А через несколько дней меня отвели в ту часть дворца, где я прежде никогда не бывал. Мне сказали, что здесь находятся личные покои султана. Я следовал по сумрачным пустым коридорам, после чего по указанию слуг, сопровождавших меня, прошёл в небольшую двустворчатую дверь... и вдруг зажмурил глаза от яркого света.
Оказалось, меня привели в сад, огороженный высокими стенами. Лишь с одной стороны в стене были окна и дверь чьих-то комнат — очевидно, комнат Мехмеда. В саду журчал фонтан, и пели птицы, сидящие в клетках. На траве был разостлан большой ковёр, на котором валялись подушки. Рядом стоял низкий круглый столик, весь занятый чашками с разными фруктами, сваренными в меду, и другими сладостями. Там же стоял кувшин с вином.

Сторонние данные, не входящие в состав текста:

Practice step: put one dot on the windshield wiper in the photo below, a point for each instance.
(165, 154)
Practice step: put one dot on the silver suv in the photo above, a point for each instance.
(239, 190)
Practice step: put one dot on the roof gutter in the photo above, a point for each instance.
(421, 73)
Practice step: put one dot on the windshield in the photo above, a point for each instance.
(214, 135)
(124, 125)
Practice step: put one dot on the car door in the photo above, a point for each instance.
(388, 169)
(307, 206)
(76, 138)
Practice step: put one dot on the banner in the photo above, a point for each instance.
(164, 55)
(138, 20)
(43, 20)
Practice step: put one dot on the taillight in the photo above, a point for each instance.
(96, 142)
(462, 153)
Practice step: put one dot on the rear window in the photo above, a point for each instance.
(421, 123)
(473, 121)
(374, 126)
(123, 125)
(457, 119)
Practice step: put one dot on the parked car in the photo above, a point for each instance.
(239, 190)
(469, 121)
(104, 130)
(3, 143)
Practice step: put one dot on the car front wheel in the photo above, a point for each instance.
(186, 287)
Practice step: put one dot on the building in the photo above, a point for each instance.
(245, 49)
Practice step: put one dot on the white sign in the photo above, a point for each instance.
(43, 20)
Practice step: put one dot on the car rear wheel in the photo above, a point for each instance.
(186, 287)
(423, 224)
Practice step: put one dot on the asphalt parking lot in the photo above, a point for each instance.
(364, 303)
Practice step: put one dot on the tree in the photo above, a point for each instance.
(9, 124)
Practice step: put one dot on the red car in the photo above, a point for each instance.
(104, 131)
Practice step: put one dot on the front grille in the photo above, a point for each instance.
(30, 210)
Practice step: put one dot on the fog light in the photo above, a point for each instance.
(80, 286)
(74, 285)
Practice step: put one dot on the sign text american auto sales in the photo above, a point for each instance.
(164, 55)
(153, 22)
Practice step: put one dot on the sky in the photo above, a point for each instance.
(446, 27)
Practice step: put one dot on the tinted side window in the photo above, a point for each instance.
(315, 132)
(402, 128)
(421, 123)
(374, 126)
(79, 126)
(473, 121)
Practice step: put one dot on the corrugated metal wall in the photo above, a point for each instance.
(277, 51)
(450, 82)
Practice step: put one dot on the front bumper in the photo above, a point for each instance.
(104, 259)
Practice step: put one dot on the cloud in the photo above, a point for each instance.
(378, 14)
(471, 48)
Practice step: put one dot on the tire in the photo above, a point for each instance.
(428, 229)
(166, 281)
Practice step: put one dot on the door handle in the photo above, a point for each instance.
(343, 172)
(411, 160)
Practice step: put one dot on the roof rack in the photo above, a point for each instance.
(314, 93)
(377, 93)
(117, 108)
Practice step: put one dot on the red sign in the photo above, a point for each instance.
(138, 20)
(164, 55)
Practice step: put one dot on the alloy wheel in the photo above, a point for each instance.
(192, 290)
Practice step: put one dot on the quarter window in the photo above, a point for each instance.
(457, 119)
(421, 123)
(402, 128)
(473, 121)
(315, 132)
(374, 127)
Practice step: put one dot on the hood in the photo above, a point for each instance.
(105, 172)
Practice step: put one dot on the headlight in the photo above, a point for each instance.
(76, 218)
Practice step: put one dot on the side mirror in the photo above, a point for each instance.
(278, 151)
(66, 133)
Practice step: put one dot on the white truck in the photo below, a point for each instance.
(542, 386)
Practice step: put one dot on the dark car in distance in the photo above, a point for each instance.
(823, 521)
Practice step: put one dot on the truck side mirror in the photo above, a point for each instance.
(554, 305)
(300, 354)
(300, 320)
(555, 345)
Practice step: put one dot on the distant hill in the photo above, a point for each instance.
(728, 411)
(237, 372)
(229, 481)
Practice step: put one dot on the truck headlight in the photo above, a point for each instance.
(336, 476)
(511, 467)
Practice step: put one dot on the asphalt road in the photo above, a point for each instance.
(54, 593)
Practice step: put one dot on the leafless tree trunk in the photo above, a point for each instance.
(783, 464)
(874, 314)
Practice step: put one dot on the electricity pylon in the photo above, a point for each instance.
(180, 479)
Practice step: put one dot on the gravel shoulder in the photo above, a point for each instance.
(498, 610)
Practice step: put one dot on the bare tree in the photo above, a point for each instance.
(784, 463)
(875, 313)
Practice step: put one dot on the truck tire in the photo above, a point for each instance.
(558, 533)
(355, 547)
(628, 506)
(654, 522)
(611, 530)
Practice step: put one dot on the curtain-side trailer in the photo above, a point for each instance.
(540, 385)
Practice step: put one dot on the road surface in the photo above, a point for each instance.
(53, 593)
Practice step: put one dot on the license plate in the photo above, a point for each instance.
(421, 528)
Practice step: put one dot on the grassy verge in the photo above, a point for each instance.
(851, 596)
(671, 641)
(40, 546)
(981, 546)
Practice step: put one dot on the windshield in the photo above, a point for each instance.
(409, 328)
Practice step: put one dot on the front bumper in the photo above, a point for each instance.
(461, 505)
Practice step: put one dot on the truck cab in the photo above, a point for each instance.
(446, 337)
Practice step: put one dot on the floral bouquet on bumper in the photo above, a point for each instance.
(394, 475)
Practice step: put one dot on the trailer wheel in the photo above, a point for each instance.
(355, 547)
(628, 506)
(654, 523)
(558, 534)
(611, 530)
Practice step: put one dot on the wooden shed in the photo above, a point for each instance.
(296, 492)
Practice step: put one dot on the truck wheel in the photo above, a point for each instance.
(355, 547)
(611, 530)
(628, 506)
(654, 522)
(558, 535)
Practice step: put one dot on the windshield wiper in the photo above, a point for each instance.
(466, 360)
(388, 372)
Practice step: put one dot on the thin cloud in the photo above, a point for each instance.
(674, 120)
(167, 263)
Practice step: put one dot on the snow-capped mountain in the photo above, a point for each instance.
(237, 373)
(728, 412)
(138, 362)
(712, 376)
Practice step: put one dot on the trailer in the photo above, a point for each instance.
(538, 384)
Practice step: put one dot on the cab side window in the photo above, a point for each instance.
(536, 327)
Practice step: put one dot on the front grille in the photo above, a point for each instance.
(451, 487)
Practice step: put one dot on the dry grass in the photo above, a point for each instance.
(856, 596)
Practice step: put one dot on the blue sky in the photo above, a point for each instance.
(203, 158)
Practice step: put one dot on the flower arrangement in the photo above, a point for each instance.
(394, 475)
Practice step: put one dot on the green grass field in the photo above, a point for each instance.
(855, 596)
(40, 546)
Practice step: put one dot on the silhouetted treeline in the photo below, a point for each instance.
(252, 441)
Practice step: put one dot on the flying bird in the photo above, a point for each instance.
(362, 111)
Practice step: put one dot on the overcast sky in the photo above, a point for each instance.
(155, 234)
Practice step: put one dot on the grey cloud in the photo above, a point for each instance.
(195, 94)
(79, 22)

Я понял, что это вино, когда заглянул в кувшин. Я мог это сделать, потому что остался в саду один — все слуги ушли... а через несколько минут явился Мехмед, одетый в простые одежды песочного цвета. Только дорогой кинжал, заткнутый за пояс, выдавал высокое положение своего обладателя.
Я низко поклонился, а султан сказал, что сейчас не нужно соблюдать дворцовые церемонии, уселся на ковёр, велел мне сесть рядом и спросил, доводилось ли мне когда-нибудь пробовать вино.

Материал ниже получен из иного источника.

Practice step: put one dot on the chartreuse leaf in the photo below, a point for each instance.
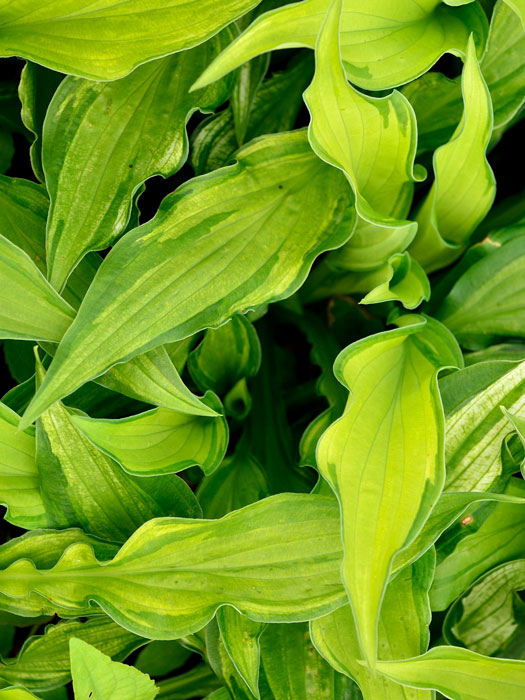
(30, 307)
(386, 481)
(160, 441)
(372, 140)
(464, 185)
(489, 617)
(19, 478)
(292, 669)
(388, 44)
(97, 677)
(240, 637)
(82, 486)
(402, 633)
(43, 663)
(278, 561)
(488, 299)
(221, 244)
(107, 41)
(460, 674)
(128, 130)
(475, 424)
(465, 556)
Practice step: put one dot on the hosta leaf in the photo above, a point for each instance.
(386, 482)
(240, 637)
(19, 478)
(253, 230)
(388, 45)
(226, 355)
(160, 441)
(30, 307)
(127, 130)
(372, 140)
(499, 538)
(292, 669)
(460, 674)
(82, 486)
(490, 615)
(487, 301)
(464, 186)
(402, 632)
(96, 676)
(278, 560)
(475, 424)
(43, 663)
(107, 41)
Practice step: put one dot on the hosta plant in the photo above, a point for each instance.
(262, 315)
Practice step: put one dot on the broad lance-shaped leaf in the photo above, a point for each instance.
(386, 481)
(372, 140)
(489, 617)
(160, 441)
(82, 486)
(30, 307)
(96, 676)
(464, 185)
(102, 140)
(222, 243)
(277, 560)
(19, 478)
(107, 41)
(402, 633)
(43, 662)
(388, 43)
(460, 674)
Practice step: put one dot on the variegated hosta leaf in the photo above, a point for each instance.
(481, 544)
(460, 674)
(96, 676)
(277, 560)
(160, 441)
(488, 618)
(107, 41)
(221, 244)
(464, 186)
(19, 478)
(129, 129)
(488, 299)
(372, 140)
(387, 483)
(391, 43)
(475, 424)
(402, 633)
(43, 662)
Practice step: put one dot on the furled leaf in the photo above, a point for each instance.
(43, 663)
(460, 674)
(499, 538)
(19, 478)
(402, 633)
(475, 424)
(276, 560)
(128, 130)
(96, 676)
(107, 41)
(240, 637)
(386, 482)
(464, 185)
(160, 441)
(490, 615)
(270, 215)
(391, 43)
(487, 301)
(30, 307)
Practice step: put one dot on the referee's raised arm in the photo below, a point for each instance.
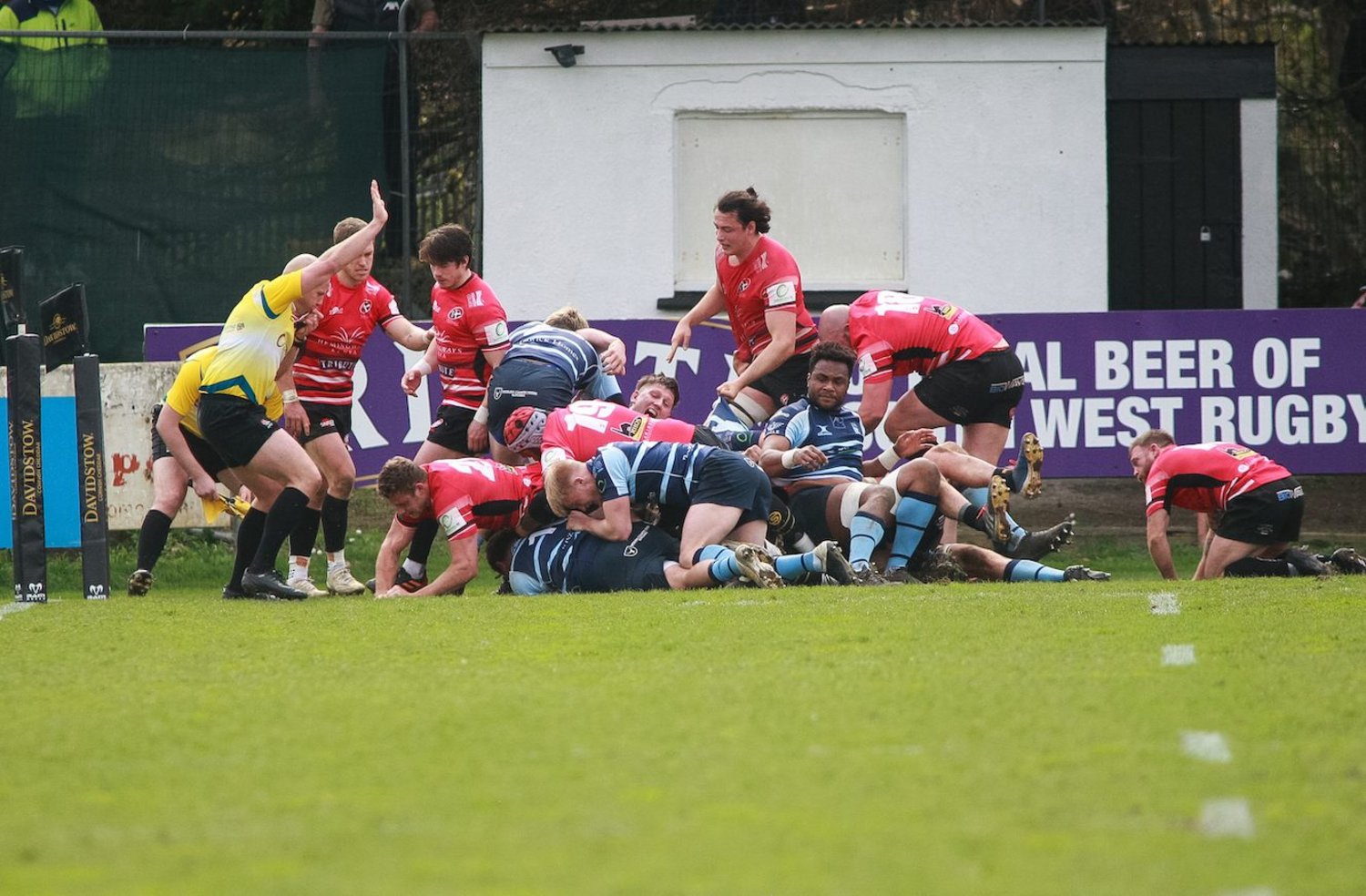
(320, 272)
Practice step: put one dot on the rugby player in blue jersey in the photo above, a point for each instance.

Я пробовал вино только во время причастия в храме, но меня спрашивали явно не об этом, и потому следовало ответить, что нет, не пробовал, а Мехмед сказал, что я уже достаточно взрослый, чтобы попробовать, и принялся меня угощать.

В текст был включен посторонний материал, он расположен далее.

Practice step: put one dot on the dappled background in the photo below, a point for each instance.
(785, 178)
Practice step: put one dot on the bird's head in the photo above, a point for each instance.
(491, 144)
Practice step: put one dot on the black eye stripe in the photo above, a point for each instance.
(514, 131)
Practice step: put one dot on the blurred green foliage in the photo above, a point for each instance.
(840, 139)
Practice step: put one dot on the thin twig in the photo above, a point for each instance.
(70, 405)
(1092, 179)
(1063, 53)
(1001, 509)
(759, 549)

Султан расспрашивал меня о том, как мне живётся во дворце. Я сначала отвечал, что всем доволен, но через некоторое время — наверное, под действием выпитого вина — признался, что очень хочу уехать. Я попросил Мехмеда отпустить меня к брату, и Мехмед сказал "возможно".
Я снова преисполнился счастьем и думал, что мои мечты всё ещё могут сбыться. Мне захотелось благодарить Мехмеда от всей души, но не очень удавалось подобрать слова, а он сказал:
— Истинная благодарность выражается в поцелуе.
Я, ничего не подозревая, подсел к султану ближе и аккуратно поцеловал в щёку.
— Не так! — вдруг вскричал Мехмед, схватил меня, прижал к себе, что есть силы, и поцеловал в губы. Он хотел сделать это снова, но я принялся вырываться.
Вдруг моя рука случайно легла на рукоять изукрашенного кинжала, который был у Мехмеда за поясом. Не раздумывая, я вытащил кинжал из ножен и ткнул султану в ногу. Мехмед вскрикнул, разжал руки, а я в страхе бросился бежать.
Сад оказался маленький, и выхода из него не нашлось. Та двустворчатая дверь в стене, через которую меня ввели, оказались заперта. Дверь в комнаты султана — тоже. Я дёргал за ручку и кричал, но никто не открыл. Тогда мне оставалось лишь влезть на дерево.
Всё вокруг расплывалось, как в тумане. Возможно, я плакал. Не помню. Помню лишь чувство, которое заполонило всего меня — чувство, что случилось нечто страшное и непоправимое.
Вдруг я увидел, как Мехмед, чуть прихрамывая, подходит к дереву.